Here are 5 parts of retirement planning that we believe will help increase your confidence that you won’t outlive your money, with a couple different results of the survey sprinkled in for perspective.
- Keep earning money, even if it isn’t at your primary job – 74% say they plan to work in retirement, but only 28% of retirees surveyed said they actually worked for pay. Be a part of the 28%. Drive for Uber so you have social interaction and a flexible schedule. Do contract work on projects that interest you. Become an administrative assistant for local charity that badly needs the help. Know that while you are restricted on what you can earn on while on Social Security prior to full-retirement age, you can earn whatever after. Earning a little money can go a long way to keeping your portfolio in a good place for longer.
- Watch your withdrawal rate – You’ll need to supplement earned income, Social Security and perhaps a pension (if you have one) by tapping into your savings – 69% of retirees say their savings is a major part of their income. But be careful about how much you take out, especially early in retirement. 3%-4% is generally considered the “safe” rule of thumb. You’ll need to customize your plan, but note, dipping into principal is like killing a goose laying you golden eggs. You forever forgo the eggs that goose may have produced so be careful about your consumption.
- Keep money in the market. It’s easy to say “this is all I have” and get too conservative with your investments. You will NEED to keep up with inflation and taxes though, especially as health expenses go up. We use a “three bucket theory” to make sure you have assets earmarked for long-term growth at all times, without having to rely on those assets any time soon. Having cash and conservative buckets too, should allow you to withstand the ups and downs of the market in your long-term bucket during retirement.
- Know your expenses. There are needs, there are wants, and there are wishes. And you should have a bucket of money for unknowns too. Yet only 42% of pre-retirees have tried to figure out what they will need in retirement. Success in life comes from spending less than you make and saving the difference. Retirement is no different. So know what you need to spend and make sure your fixed income + the 3%-4% withdrawal rule will work over time.
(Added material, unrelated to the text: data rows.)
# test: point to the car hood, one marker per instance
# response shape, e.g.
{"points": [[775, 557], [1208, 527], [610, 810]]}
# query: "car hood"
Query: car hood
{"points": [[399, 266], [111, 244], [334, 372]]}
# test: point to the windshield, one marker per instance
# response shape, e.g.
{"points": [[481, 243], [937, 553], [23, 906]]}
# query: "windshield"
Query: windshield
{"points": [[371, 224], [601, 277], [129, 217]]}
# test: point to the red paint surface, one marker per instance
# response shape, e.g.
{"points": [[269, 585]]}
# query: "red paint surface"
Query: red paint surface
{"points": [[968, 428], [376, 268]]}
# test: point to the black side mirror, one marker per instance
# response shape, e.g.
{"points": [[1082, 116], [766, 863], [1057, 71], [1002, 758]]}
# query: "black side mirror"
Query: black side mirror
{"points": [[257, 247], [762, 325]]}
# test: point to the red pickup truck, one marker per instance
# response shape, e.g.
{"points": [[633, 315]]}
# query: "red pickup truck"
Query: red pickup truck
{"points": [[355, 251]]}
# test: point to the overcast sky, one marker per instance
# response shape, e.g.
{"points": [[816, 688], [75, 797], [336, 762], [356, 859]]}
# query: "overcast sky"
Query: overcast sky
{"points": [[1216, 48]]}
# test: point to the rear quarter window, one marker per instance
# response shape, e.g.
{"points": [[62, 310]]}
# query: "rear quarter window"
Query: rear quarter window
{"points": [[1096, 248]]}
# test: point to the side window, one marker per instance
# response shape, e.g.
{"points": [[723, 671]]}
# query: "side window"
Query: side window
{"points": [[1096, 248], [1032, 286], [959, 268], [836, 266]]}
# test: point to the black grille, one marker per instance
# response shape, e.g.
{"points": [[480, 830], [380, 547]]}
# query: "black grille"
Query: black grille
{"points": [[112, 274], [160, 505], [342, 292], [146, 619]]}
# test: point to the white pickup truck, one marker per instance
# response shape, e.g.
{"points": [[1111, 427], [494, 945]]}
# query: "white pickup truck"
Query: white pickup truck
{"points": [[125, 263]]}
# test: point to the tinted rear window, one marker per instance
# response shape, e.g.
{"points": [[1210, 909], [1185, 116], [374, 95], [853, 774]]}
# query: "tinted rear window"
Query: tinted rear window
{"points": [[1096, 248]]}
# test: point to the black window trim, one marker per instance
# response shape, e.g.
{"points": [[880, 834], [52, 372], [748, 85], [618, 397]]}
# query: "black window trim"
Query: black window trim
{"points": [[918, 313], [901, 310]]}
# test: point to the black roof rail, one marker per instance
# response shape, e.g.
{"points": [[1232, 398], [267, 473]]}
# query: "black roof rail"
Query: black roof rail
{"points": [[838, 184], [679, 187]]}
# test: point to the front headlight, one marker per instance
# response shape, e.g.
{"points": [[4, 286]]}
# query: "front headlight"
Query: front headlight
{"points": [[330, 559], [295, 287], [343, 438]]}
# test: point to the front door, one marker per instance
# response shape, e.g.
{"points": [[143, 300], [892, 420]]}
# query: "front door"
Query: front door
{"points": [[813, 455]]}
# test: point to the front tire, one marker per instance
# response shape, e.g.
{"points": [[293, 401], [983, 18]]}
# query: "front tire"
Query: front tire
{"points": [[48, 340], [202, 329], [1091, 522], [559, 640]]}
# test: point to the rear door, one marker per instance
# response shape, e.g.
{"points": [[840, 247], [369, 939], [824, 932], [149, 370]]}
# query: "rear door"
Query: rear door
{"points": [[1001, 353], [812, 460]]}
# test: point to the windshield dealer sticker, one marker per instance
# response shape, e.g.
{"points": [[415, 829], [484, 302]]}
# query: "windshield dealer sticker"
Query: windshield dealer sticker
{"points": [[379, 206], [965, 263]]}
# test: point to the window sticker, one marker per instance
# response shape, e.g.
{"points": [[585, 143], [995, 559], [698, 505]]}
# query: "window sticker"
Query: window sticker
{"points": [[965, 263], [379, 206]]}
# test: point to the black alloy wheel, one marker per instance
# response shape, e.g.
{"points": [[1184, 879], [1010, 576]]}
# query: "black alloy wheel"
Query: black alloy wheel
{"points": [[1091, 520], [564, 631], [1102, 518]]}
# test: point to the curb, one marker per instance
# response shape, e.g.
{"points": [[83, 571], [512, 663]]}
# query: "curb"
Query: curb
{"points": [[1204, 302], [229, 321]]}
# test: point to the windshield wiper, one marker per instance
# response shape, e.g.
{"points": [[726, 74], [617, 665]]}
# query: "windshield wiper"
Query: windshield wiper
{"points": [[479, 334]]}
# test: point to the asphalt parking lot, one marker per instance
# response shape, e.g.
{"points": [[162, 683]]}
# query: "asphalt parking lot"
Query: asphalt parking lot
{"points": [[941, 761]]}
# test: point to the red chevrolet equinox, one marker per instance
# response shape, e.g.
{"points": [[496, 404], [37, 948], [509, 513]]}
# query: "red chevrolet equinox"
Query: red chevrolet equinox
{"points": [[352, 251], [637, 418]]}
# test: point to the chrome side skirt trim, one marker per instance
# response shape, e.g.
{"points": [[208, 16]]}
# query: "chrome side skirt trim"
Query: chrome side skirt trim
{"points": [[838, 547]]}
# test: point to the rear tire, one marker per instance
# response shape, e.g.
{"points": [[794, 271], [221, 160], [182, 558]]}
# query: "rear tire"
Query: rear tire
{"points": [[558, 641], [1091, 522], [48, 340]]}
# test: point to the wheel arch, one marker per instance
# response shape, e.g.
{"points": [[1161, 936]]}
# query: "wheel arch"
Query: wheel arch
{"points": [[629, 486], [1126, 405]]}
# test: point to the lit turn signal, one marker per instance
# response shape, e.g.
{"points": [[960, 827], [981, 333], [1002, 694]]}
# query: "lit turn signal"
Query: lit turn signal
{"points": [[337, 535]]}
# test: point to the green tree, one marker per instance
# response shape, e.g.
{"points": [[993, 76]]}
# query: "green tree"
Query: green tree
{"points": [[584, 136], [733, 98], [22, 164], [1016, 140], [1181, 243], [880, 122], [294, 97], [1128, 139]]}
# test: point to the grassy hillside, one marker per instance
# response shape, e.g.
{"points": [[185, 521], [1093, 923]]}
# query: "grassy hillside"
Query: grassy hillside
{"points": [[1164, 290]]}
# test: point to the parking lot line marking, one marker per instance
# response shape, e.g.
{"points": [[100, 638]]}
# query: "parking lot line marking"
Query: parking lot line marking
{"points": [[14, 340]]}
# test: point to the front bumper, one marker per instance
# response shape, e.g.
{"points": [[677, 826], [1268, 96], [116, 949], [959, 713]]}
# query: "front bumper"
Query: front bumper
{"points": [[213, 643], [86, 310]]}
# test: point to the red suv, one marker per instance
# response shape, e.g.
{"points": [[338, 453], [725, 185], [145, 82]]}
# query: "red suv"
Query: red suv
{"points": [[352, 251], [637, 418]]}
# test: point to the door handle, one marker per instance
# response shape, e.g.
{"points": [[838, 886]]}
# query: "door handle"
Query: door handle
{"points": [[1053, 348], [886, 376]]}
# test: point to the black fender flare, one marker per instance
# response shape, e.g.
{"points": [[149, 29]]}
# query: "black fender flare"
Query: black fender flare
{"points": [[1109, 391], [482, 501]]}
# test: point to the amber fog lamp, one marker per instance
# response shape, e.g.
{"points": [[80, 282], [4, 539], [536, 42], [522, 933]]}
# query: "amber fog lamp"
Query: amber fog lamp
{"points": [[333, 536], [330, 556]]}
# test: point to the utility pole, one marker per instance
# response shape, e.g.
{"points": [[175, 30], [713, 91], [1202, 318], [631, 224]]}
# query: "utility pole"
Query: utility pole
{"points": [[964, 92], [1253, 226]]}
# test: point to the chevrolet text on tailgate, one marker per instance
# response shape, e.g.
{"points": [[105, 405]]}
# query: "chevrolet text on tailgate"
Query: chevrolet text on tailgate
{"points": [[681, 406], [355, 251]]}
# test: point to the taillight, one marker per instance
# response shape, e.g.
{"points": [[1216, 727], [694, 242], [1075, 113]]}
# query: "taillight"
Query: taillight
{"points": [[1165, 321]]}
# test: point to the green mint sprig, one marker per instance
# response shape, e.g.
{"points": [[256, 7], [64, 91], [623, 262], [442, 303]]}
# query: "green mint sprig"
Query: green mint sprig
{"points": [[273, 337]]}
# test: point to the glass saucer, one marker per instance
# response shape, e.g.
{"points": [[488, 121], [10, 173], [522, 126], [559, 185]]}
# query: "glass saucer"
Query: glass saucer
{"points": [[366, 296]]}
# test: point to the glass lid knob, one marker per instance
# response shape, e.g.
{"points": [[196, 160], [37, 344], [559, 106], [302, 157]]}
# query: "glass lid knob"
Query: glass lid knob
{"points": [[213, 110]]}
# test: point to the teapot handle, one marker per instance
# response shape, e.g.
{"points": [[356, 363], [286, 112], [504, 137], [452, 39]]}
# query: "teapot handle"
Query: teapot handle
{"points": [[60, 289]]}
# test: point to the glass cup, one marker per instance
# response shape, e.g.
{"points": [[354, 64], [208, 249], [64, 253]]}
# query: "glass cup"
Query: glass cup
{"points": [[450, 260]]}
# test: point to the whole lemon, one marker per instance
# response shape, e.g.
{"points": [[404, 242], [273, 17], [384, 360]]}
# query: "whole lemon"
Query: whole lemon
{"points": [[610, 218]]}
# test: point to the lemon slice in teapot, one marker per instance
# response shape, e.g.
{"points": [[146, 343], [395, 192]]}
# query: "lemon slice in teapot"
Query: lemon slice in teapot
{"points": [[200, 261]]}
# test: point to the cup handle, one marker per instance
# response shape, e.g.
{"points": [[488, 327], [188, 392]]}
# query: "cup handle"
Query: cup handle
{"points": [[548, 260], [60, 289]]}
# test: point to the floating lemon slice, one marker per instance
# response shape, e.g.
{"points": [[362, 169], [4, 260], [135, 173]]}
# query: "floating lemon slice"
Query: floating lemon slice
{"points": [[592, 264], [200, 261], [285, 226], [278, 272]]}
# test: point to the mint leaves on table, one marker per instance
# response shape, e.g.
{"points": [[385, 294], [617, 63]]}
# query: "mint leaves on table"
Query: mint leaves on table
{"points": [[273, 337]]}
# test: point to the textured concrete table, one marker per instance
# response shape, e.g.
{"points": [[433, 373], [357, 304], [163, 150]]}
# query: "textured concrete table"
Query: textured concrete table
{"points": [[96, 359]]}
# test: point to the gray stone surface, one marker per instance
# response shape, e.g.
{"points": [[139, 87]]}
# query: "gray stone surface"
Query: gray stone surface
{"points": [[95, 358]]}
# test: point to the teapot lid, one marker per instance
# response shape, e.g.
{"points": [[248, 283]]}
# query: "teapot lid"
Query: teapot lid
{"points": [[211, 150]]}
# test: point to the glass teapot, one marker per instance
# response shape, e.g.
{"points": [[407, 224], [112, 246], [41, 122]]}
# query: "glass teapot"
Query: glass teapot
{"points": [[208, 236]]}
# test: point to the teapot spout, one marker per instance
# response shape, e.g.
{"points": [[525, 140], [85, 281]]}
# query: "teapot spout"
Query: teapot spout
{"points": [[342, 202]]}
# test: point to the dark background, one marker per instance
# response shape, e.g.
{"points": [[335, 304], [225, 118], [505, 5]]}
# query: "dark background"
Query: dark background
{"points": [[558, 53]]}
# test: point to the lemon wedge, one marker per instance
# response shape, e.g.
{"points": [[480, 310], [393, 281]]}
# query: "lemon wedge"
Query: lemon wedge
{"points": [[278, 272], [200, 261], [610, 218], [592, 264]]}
- Resist the urge to help more than you can afford. Loved ones may need help. In fact 30% of respondents say they have provided unpaid care for loved ones. But many of those caregivers also admit it adversely affected their own finances. Try to plan ahead for these unknowns by knowing your options and your limits.
While there are no guarantees in life, other than taxes and dying, attention to these 5 parts of your retirement can only help your potential for making money last – perhaps until you’re 100!